I’m continued to mull over what Satosz said at the end of episode 21 about the Hunter Exam not being over, and especially in light of some commentary I’ve seen on the episode, I wonder if the way Madhouse presented the line made it seem somewhat more literal than it was originally intended. If it was meant as a sort of “life itself is the exam, and you can never relax” kind of thing, or that they were going to be monitored closely for worthiness during the first year, that would actually be somewhat more fitting with Netero’s prior behavior than to literally trick the examinees into thinking they’d passed when in fact they haven’t. Or so it seems to me, anyway, though I may be giving Netero and his his subordinates too much respect there.
Whatever the true nature of that key line of dialogue, it’s very clear that the nature of the series itself has changed – exam over or not, we’re clearly in a new arc here and the tone changes quite a bit. The new short-term goal, of course, is to find Killua and bring him back to the light, a course from which Gon appears totally unwilling to be swayed. I enjoy the way Hunter X Hunter is so willing to ignore the conventions of shounen and go off on tangents, presenting events in a different light that you’d expect and always seeming to present a slightly skewed view of the world. When Gon, Kurapica and Leorio arrived on their airship, I certainly didn’t expect to see them end up on a classically Japanese bus tour of Kukuroo Mountain, complete with a genki female guide with the omnipresent numbered flag (visit any major tourist site in Kyoto and you’ll definitely appreciate the humor in this). The “Lamentation Tour” reveals just how much the locals have cashed in on the dubious celebrity of having the legendary Zoldyck Clan of assassins nearby, despite the fact that no one can enter their estate on top of 12,211’ Kukuroo Mountain and the family itself is never seen.

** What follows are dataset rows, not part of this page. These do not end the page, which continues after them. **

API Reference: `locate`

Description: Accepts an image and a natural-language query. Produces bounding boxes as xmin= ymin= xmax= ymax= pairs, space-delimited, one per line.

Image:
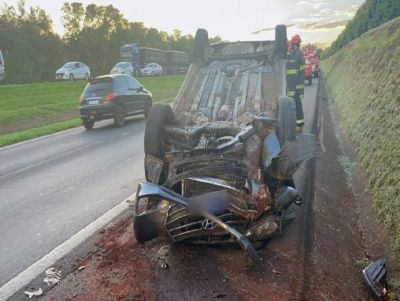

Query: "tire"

xmin=82 ymin=119 xmax=94 ymax=130
xmin=114 ymin=106 xmax=125 ymax=128
xmin=278 ymin=97 xmax=296 ymax=147
xmin=144 ymin=105 xmax=174 ymax=158
xmin=193 ymin=28 xmax=208 ymax=64
xmin=275 ymin=25 xmax=287 ymax=59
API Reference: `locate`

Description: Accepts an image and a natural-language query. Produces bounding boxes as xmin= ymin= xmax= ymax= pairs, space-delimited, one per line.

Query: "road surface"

xmin=0 ymin=116 xmax=145 ymax=286
xmin=0 ymin=83 xmax=317 ymax=286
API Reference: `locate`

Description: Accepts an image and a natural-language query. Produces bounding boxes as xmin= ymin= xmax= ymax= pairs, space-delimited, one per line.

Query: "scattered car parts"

xmin=134 ymin=25 xmax=321 ymax=269
xmin=362 ymin=259 xmax=387 ymax=300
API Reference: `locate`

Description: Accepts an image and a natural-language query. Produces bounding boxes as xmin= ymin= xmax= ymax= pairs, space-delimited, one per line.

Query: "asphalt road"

xmin=0 ymin=116 xmax=145 ymax=286
xmin=0 ymin=81 xmax=317 ymax=286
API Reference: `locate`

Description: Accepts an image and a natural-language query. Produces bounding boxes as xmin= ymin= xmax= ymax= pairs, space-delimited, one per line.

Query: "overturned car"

xmin=134 ymin=25 xmax=320 ymax=266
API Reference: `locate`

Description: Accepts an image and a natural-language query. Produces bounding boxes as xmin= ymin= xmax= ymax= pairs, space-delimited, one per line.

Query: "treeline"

xmin=0 ymin=0 xmax=221 ymax=83
xmin=324 ymin=0 xmax=400 ymax=57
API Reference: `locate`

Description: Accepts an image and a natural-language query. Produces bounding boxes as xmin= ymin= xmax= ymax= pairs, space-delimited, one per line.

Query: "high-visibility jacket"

xmin=293 ymin=47 xmax=306 ymax=100
xmin=286 ymin=52 xmax=299 ymax=98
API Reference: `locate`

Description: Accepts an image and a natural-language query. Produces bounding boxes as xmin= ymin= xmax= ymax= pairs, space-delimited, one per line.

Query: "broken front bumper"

xmin=134 ymin=183 xmax=300 ymax=266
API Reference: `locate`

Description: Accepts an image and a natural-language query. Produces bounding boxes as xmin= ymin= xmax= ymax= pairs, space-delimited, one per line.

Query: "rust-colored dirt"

xmin=38 ymin=78 xmax=378 ymax=301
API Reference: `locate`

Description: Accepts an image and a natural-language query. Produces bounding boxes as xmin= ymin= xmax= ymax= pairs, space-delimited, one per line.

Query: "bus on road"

xmin=120 ymin=43 xmax=189 ymax=76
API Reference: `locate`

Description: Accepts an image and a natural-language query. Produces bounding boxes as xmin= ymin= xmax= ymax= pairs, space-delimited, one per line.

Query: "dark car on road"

xmin=79 ymin=74 xmax=152 ymax=130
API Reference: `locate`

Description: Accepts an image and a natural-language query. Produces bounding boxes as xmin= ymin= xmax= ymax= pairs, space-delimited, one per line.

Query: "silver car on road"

xmin=56 ymin=62 xmax=90 ymax=81
xmin=111 ymin=62 xmax=134 ymax=76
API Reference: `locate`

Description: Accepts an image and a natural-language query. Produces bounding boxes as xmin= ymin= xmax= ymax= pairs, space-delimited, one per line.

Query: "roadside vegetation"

xmin=324 ymin=0 xmax=400 ymax=57
xmin=0 ymin=75 xmax=184 ymax=146
xmin=0 ymin=0 xmax=221 ymax=83
xmin=322 ymin=17 xmax=400 ymax=254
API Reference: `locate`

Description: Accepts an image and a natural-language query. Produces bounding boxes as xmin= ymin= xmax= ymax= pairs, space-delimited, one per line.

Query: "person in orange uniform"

xmin=288 ymin=34 xmax=305 ymax=132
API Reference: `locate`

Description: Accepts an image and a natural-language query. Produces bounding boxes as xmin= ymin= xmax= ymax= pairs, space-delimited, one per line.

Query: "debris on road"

xmin=362 ymin=259 xmax=387 ymax=300
xmin=24 ymin=287 xmax=43 ymax=299
xmin=43 ymin=267 xmax=61 ymax=286
xmin=133 ymin=25 xmax=320 ymax=269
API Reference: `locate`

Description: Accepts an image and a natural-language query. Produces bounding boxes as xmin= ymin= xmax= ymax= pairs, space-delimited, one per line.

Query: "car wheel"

xmin=114 ymin=106 xmax=125 ymax=127
xmin=82 ymin=119 xmax=94 ymax=130
xmin=193 ymin=28 xmax=208 ymax=64
xmin=278 ymin=97 xmax=296 ymax=147
xmin=275 ymin=25 xmax=287 ymax=59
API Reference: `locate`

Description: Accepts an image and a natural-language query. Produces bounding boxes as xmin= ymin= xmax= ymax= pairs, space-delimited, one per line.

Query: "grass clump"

xmin=322 ymin=18 xmax=400 ymax=252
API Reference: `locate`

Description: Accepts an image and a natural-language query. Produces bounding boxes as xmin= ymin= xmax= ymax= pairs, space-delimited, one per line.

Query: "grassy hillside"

xmin=0 ymin=75 xmax=184 ymax=146
xmin=322 ymin=18 xmax=400 ymax=251
xmin=324 ymin=0 xmax=400 ymax=57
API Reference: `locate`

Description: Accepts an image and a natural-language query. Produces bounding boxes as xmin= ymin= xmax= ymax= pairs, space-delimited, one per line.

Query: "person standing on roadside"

xmin=286 ymin=41 xmax=298 ymax=100
xmin=288 ymin=34 xmax=305 ymax=132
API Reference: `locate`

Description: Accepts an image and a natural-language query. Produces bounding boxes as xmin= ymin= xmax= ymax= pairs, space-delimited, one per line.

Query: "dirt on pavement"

xmin=23 ymin=77 xmax=396 ymax=301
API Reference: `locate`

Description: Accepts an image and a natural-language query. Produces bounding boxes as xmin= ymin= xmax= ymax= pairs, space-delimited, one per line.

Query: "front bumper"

xmin=79 ymin=103 xmax=115 ymax=121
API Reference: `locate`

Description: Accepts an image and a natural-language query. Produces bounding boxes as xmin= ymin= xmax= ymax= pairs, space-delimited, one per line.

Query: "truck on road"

xmin=120 ymin=43 xmax=189 ymax=76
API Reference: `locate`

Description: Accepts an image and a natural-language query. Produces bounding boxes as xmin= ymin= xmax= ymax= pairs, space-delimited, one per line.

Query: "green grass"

xmin=0 ymin=75 xmax=184 ymax=146
xmin=322 ymin=18 xmax=400 ymax=254
xmin=0 ymin=119 xmax=82 ymax=146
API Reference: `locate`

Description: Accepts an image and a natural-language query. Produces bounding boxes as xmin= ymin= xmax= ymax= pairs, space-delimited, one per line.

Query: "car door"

xmin=114 ymin=76 xmax=133 ymax=115
xmin=124 ymin=76 xmax=148 ymax=113
xmin=72 ymin=63 xmax=80 ymax=79
xmin=79 ymin=63 xmax=86 ymax=79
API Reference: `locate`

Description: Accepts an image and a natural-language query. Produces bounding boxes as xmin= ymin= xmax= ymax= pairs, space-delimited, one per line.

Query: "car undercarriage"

xmin=134 ymin=25 xmax=321 ymax=267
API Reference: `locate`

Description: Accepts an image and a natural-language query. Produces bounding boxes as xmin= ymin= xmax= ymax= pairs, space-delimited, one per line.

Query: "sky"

xmin=0 ymin=0 xmax=365 ymax=43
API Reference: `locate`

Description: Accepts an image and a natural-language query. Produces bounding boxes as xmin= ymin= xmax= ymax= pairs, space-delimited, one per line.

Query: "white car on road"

xmin=142 ymin=63 xmax=163 ymax=76
xmin=56 ymin=62 xmax=90 ymax=81
xmin=111 ymin=62 xmax=134 ymax=76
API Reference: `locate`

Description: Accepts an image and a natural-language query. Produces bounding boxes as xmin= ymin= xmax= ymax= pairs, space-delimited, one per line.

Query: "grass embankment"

xmin=0 ymin=75 xmax=184 ymax=146
xmin=322 ymin=18 xmax=400 ymax=252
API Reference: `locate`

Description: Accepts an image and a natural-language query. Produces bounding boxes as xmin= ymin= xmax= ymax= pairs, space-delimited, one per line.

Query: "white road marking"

xmin=0 ymin=193 xmax=135 ymax=301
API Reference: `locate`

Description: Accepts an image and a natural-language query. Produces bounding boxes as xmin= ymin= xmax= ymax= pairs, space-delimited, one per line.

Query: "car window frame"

xmin=113 ymin=76 xmax=129 ymax=94
xmin=124 ymin=76 xmax=142 ymax=91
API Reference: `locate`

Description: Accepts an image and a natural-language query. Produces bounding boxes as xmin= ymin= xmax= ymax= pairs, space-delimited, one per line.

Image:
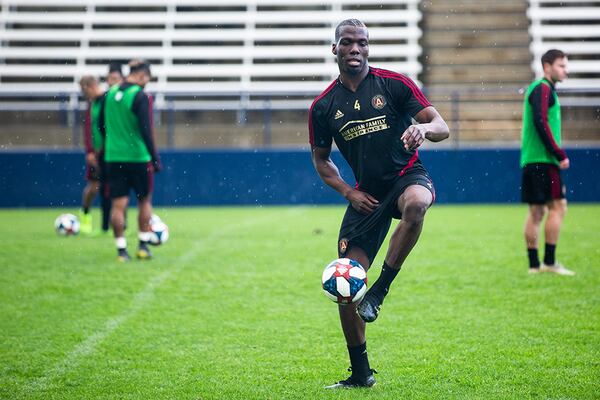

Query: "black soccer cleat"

xmin=356 ymin=292 xmax=383 ymax=322
xmin=136 ymin=242 xmax=152 ymax=260
xmin=325 ymin=368 xmax=377 ymax=389
xmin=117 ymin=249 xmax=131 ymax=262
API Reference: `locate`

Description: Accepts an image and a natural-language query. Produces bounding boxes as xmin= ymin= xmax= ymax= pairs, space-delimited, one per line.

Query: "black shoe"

xmin=325 ymin=367 xmax=377 ymax=389
xmin=117 ymin=249 xmax=131 ymax=262
xmin=356 ymin=292 xmax=383 ymax=322
xmin=136 ymin=242 xmax=152 ymax=260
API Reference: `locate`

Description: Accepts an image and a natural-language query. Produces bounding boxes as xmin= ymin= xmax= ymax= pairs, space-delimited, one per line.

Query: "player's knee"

xmin=529 ymin=206 xmax=546 ymax=225
xmin=402 ymin=200 xmax=429 ymax=227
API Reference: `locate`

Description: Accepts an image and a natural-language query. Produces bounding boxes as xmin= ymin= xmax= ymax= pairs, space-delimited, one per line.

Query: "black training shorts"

xmin=521 ymin=163 xmax=566 ymax=204
xmin=338 ymin=168 xmax=435 ymax=267
xmin=106 ymin=162 xmax=154 ymax=199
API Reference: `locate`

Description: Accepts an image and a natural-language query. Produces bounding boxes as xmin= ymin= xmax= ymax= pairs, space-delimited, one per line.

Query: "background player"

xmin=79 ymin=75 xmax=110 ymax=234
xmin=309 ymin=19 xmax=448 ymax=388
xmin=521 ymin=50 xmax=575 ymax=275
xmin=100 ymin=60 xmax=160 ymax=261
xmin=106 ymin=62 xmax=123 ymax=88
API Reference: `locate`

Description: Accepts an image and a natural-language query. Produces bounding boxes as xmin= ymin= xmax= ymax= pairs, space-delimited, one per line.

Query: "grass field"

xmin=0 ymin=205 xmax=600 ymax=400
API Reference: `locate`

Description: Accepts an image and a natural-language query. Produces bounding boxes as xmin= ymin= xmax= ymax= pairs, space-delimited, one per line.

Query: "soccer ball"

xmin=321 ymin=258 xmax=367 ymax=304
xmin=54 ymin=214 xmax=79 ymax=236
xmin=150 ymin=215 xmax=169 ymax=246
xmin=150 ymin=214 xmax=162 ymax=225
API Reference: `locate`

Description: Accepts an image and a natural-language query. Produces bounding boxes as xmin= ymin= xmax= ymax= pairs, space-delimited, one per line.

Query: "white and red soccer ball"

xmin=321 ymin=258 xmax=367 ymax=304
xmin=54 ymin=214 xmax=79 ymax=236
xmin=150 ymin=214 xmax=169 ymax=246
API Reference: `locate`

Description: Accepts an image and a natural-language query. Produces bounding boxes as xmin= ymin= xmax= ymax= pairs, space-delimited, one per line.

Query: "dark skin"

xmin=312 ymin=26 xmax=449 ymax=346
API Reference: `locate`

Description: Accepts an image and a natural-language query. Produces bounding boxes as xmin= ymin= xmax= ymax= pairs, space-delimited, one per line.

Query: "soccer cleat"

xmin=325 ymin=368 xmax=377 ymax=389
xmin=356 ymin=291 xmax=383 ymax=322
xmin=117 ymin=249 xmax=131 ymax=262
xmin=540 ymin=262 xmax=575 ymax=276
xmin=79 ymin=211 xmax=92 ymax=235
xmin=136 ymin=243 xmax=152 ymax=260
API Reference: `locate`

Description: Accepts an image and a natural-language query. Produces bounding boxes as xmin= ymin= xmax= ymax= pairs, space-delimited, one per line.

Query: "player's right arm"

xmin=132 ymin=90 xmax=162 ymax=172
xmin=528 ymin=83 xmax=569 ymax=169
xmin=312 ymin=146 xmax=379 ymax=214
xmin=83 ymin=102 xmax=98 ymax=167
xmin=308 ymin=103 xmax=379 ymax=214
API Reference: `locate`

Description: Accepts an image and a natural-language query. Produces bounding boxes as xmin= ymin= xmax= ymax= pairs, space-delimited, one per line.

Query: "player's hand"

xmin=400 ymin=124 xmax=427 ymax=150
xmin=85 ymin=152 xmax=98 ymax=168
xmin=346 ymin=189 xmax=379 ymax=214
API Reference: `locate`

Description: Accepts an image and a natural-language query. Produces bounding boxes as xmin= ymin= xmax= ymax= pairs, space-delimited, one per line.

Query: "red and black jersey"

xmin=308 ymin=67 xmax=431 ymax=194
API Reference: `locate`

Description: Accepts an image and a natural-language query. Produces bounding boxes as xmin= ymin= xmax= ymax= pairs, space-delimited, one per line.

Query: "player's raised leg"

xmin=358 ymin=185 xmax=433 ymax=322
xmin=327 ymin=247 xmax=375 ymax=389
xmin=111 ymin=196 xmax=131 ymax=262
xmin=137 ymin=194 xmax=152 ymax=260
xmin=80 ymin=180 xmax=100 ymax=234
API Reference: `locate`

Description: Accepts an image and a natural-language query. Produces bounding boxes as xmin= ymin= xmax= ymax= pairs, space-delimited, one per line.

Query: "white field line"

xmin=21 ymin=209 xmax=298 ymax=395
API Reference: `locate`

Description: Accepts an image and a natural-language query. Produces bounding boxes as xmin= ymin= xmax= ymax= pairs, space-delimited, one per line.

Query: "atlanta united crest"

xmin=371 ymin=94 xmax=387 ymax=110
xmin=339 ymin=238 xmax=348 ymax=255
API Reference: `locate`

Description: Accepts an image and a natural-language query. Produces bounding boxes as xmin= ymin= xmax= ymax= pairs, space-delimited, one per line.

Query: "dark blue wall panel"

xmin=0 ymin=148 xmax=600 ymax=207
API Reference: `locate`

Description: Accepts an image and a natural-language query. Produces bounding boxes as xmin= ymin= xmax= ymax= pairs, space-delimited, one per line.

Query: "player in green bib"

xmin=520 ymin=50 xmax=575 ymax=275
xmin=79 ymin=75 xmax=110 ymax=234
xmin=99 ymin=60 xmax=160 ymax=261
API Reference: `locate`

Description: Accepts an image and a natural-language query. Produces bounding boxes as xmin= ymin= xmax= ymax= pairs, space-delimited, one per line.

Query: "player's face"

xmin=332 ymin=25 xmax=369 ymax=75
xmin=106 ymin=72 xmax=123 ymax=86
xmin=549 ymin=57 xmax=568 ymax=82
xmin=127 ymin=71 xmax=150 ymax=87
xmin=81 ymin=85 xmax=94 ymax=100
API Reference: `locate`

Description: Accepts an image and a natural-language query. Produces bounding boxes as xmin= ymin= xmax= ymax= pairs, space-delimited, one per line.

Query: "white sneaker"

xmin=540 ymin=262 xmax=575 ymax=276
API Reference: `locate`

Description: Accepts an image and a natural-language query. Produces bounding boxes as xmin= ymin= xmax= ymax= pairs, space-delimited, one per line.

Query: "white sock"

xmin=115 ymin=236 xmax=127 ymax=250
xmin=138 ymin=232 xmax=152 ymax=243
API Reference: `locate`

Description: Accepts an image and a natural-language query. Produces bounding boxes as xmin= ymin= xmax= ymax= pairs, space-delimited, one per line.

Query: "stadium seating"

xmin=527 ymin=0 xmax=600 ymax=91
xmin=0 ymin=0 xmax=421 ymax=109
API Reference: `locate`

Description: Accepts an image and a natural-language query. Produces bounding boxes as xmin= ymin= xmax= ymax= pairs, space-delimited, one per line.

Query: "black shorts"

xmin=85 ymin=153 xmax=106 ymax=182
xmin=338 ymin=168 xmax=435 ymax=264
xmin=521 ymin=163 xmax=566 ymax=204
xmin=106 ymin=162 xmax=154 ymax=199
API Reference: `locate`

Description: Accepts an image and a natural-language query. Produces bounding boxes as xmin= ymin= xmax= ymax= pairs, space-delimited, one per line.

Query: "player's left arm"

xmin=132 ymin=90 xmax=161 ymax=172
xmin=401 ymin=106 xmax=450 ymax=150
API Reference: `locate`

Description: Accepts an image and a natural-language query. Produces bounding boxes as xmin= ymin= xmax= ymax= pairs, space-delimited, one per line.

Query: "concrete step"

xmin=424 ymin=64 xmax=532 ymax=86
xmin=420 ymin=0 xmax=527 ymax=14
xmin=425 ymin=47 xmax=531 ymax=66
xmin=425 ymin=12 xmax=529 ymax=31
xmin=421 ymin=28 xmax=529 ymax=48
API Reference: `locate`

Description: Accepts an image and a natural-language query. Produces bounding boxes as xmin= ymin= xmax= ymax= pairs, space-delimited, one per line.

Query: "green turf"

xmin=0 ymin=205 xmax=600 ymax=400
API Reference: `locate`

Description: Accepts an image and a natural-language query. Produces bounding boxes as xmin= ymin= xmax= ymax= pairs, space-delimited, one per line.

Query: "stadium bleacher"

xmin=0 ymin=0 xmax=600 ymax=147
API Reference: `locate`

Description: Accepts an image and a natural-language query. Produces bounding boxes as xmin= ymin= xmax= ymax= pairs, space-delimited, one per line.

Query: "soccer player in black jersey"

xmin=309 ymin=19 xmax=449 ymax=388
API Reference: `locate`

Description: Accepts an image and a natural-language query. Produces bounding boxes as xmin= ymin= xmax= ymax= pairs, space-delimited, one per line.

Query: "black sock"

xmin=371 ymin=262 xmax=400 ymax=299
xmin=102 ymin=197 xmax=111 ymax=231
xmin=527 ymin=249 xmax=540 ymax=268
xmin=544 ymin=243 xmax=556 ymax=265
xmin=348 ymin=342 xmax=371 ymax=379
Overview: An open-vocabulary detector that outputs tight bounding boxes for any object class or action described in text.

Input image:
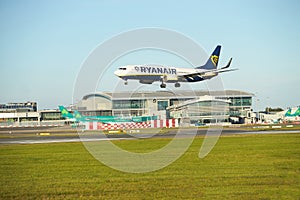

In one way I was reminded of the legendary “bored” episode during the exam, which I loved but not everyone else did. I think part of Togashi’s game with this series is to put his characters in various different situations facing trials both trivial and mortal, and to see how they react – in fact, I wonder if he sometimes doesn’t know himself how that will play out until he writes the material. This is his author’s version of the Hunter Exam – a psychological study of his characters that’s quite detailed and subtle at times. As it so often is the spotlight is on Gon here, and it’s always interesting to try and guess how he’ll react in any given situation. He never stops processing in his head – I swear you can actually see the gears turning sometimes – and he manages to surprise me quite a bit.
Gon’s foil this time is Zebro, the seemingly innocuous old guard at the gate of the mansion – except he’s neither innocuous nor a guard. The fate of the two glory-hounds who tagged along on the bus tour was predictable enough, but what happened afterwards was rather intriguing to watch play out. The mansion’s first line of defense is Mike, an enormous beast that devours anyone who forces their way through the small locked door near the guard station. There’s another way in – to move the two-ton main gate (actually seven gates, each doubling the weight of the one below) – and Mike has been trained not to attack those who enter that way. But while Gon might very well be unable to open that gate what really offends him is that he’s being asked to do so at all – the very idea that a friend should have to be tested to enter flies against everything he believes in. So he has no interest in trying that way – he initially plans to go through the locked doors instead and take his chances with Mike.
His verbal sparring with the house butler definitely show off Gon’s determination and bull-headedness, but here’s where Gon shows some of the facets of his character that are very appealing. In the first place, though he didn’t consider what forcing his way in would mean for Zebro (death) when Zebro gently made him aware of that fact, Gon immediately abandoned that plan of attack. Then, when Zebro showed Gon what Mike really was – a highly-trained and single-minded hunting dog and not the sort of wild animal Gon can work his magic on, he had both the good sense to be scared and the honesty to admit it. It’d actually pretty uncommon for the hero in this kind of manga to just come right out and say “I’m scared” or “I can’t beat that”, but Gon has admitted his fear on more than one occasion already. He’s young, he’s stubborn, he’s courageous to the point of recklessness – but he’s definitely not stupid. He has both instincts and intellect, and the good sense to use them both.
I can’t say where this is going from here, but I suspect that the standoff may give Gon an opportunity to show off another one of his core attributes – patience. He’s obviously not going anywhere until he sees Killua, and he’s going to bide his time until such an opportunity presents itself. With what I’m sure are many layers whose express purpose is to keep people like Gon away from Killua to get past, and the very real possibility that Killua won’t want to see him in the first place, that may take a while. But it’ll be a chance to learn more about the Zoldyck and their secrets, both for Gon and for the audience.
Let me finish by saying the voiceover on the preview – “Go! Go! Niju Go!” in stereophonic Gon – made me LOL, and not for the first time with this series.